警帽を床へ投げ捨てる男の姿が目の端に見えた。少年と対峙している。大丈夫だろうか。

「走るぞ」

その声に慌てて目線を戻し、口を両手で思い切り押さえてから全身に力を入れる。なるべく私に振動が伝わらないようにしてくれているのか、固定するようにしっかり抱えてられていた。

目まぐるしく変わる景色と、鳴り響く轟音。私たちが駆け抜ける後ろ、壁が崩れて砂埃が舞う。
こんな騒がしい中でも、私の瞼は重くゆっくり落ちてくる。助かった安心感や、単純に心身の疲労が激しすぎたからかもしれない。
──そうしてとうとう、私はグレアに体を預けたまま意識を手放してしまった。





床に突き刺さる鉈を横目に、静かになったひよりを抱えてたったひとつの出入り口まで駆け抜けた。

横抱きにしていたひよりをゆっくり降ろして扉に寄りかからせてから、すぐ隣に膝をつく。
目は閉じたままの彼女の横顔をそっと見てから、怪我をしていないか確認する。
縄で拘束されていた手首と足首は皮膚が剥けて血が滲んでいる。……なんとか逃げようともがいていたのだろう。それからさりげなく隠していた鎖骨のあたりを見て、拳を爪が食い込むほど握りしめながら歯を食いしばる。衣服が乱れていたからまさか、とは思ったが。

──特定の場所で転ぶとゲンガーたちにたどり着く仕組みだった。
調査をした国際警察の協力のもと、囮を買って出た心音と対面したときは睨み殺されるかと思った。が、彼女も俺に構っている暇は無いと言うようにすぐに視線を外して作戦を実行していた。
そうしてたどり着いた先は血生臭い建物内。トリックルームで時間を狂わさせ、場所すらも隠してしまう巧妙な手口。しかしそれもロロが"ねこのて"で"みやぶる"を使えば問題なかった。
追いかけ、追い詰めた先がここ。

「…………」

強く噛み締めていたのか、ひよりの唇にも血が滲んでいる。
……守るはずが、結局また守れていない。俺は一体何をしていたんだ。今さら悔いても、もう遅い。また、彼女を傷つけてしまった。

「……っひより!」

必死な声に顔をあげると、心音が走ってきていた。立ち上がり、場所を譲ると崩れるように座り込んではその姿に絶句する。
手首にそっと触れながら泣きそうな表情を浮かべては、眠るひよりをそっと抱きしめていた。それからふと顔をあげ、眉間に皺を寄せては俺を見上げる。

「この甘い匂い……何?」
「……媚薬だと言っていた。無理矢理飲まされたんだろう」
「!」

途端、端正な顔を思い切り歪めるてはひよりを抱えて立ち上がる。確か心音は足を怪我していたはずだ。

「ひよりなら俺が運、」
「触らないで」

手を伸ばせば、容赦無く叩き落とされる。そうしてやっと心音が俺に対しても警戒する理由にハッとしては、大人しく身を引いた。そうして背を向け足早にポケモンセンターへ向かうはずの心音が、わずかに振り返っては俺を見る。

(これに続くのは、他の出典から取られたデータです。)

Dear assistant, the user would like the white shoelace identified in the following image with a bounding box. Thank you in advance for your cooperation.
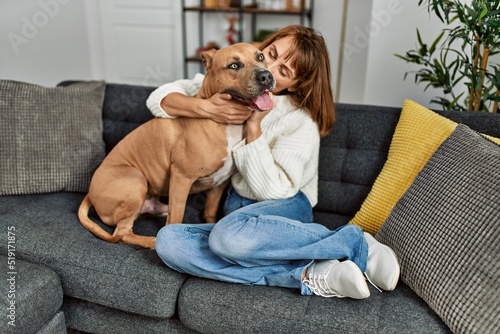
[303,273,343,298]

「あなたがひよりのポケモンだったとしても、今は私がひよりの相棒なの。それにわたし、まだあなたのこと何も知らないから全然信用もしていない」
「…………」
「だからといってあなたをひよりからわざと遠ざけるわけではないから勘違いしないでよね。……ただ、今はひよりのことはわたしに任せてほしい」

真っ直ぐに力強い視線に、大きく頷く。
俺も心音のことは全く知らない。しかし彼女にならばひよりを任せることが出来ると心底思った。

「……ああ、頼む。ここは俺たちが引き受けよう」
「ついでに美玖も置いて行くから、絶対ポケモンセンターに連れてきなさいよ」

待っている、とは素直に言わないらしい。なんとなく彼女らしいと思いながら、足を引き摺りながらも歩き出す姿を見送る。夜道ではあるが、国際警察も多数見回りをしているから大丈夫だろう。じきにここにも先輩とやらが来るはず。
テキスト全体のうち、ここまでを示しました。